Random Forest Encoder (Operator Toolbox)
Synopsis
This operator applies a Random Forest model on a data set. The difference between this operator and the usual Apply Model operator is that this does not create confidences and predictions but rather the confidence for the positive class for each individual tree in the forest. The result is an ExampleSet with X new attributes (where X = number of trees) called score_X. This can be used as an encoder. One application for this is to build a more sophisticated voting model than the typical voting (average) by training another learner on the results. Another use case is to encode nominal features into numerical ones.
This operator also provides a preprocessing model. This preprocessing model can be grouped with any subsequent model to be applied after another.
Input
- exa (Data table)
Input ExampleSet which should be encoded.

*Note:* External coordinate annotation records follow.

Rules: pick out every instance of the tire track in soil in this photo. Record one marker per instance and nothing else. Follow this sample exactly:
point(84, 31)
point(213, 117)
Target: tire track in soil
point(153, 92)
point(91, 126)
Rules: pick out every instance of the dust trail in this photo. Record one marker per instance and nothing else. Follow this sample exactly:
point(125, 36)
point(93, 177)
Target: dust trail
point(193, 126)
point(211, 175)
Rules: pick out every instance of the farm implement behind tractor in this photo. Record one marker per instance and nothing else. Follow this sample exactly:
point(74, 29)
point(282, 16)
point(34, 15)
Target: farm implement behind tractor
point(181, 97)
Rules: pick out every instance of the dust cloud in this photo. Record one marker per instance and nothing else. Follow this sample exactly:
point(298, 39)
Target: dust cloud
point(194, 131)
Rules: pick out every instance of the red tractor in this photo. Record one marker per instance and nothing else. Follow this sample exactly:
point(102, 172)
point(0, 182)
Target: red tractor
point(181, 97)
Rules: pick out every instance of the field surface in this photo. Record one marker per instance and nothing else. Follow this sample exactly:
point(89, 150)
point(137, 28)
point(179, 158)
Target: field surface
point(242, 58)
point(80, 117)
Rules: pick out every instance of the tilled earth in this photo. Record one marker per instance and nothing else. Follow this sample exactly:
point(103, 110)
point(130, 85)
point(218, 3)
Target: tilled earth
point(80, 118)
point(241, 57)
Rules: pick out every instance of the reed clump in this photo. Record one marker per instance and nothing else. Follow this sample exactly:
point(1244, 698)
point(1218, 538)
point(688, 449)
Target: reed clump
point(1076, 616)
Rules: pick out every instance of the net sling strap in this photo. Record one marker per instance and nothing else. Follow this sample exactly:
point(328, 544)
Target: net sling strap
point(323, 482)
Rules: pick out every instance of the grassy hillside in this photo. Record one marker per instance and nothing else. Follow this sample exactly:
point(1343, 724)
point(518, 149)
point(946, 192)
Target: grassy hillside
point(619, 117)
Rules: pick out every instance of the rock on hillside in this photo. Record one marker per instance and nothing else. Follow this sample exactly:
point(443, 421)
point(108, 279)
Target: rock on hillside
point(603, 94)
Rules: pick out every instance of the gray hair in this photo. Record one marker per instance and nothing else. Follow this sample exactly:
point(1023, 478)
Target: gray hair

- mod (Random Forest Model)
Random Forest model which is used for encoding.
Output
- exa (Data table)
The ExampleSet with the result of the application.
- mod
The passed through Random Forest model.
- pre
A preprocessing model which can be used to apply the same transformation to another data set. This can also be used with the Group Models operator.
Parameters
- remove original attributes If checked all original attributes are removed from the resulting ExampleSet and only the encoding attributes are kept.
Tutorial Processes
Encode Sonar
In this process we read the sonar data set and encode it with a Random Forest with 10 trees. The result is a new ExampleSet containing 10 scores but not the individual attributes anymore.
Encode Golf and use Logistic Regression
In this process we read the Golf data set and create a cross-validated classification model on it. We encode our data with a Random Forest and use a Logistic Regression on the encoded results. The models are grouped together using the preprocessing model provided by the Random Forest Encoder.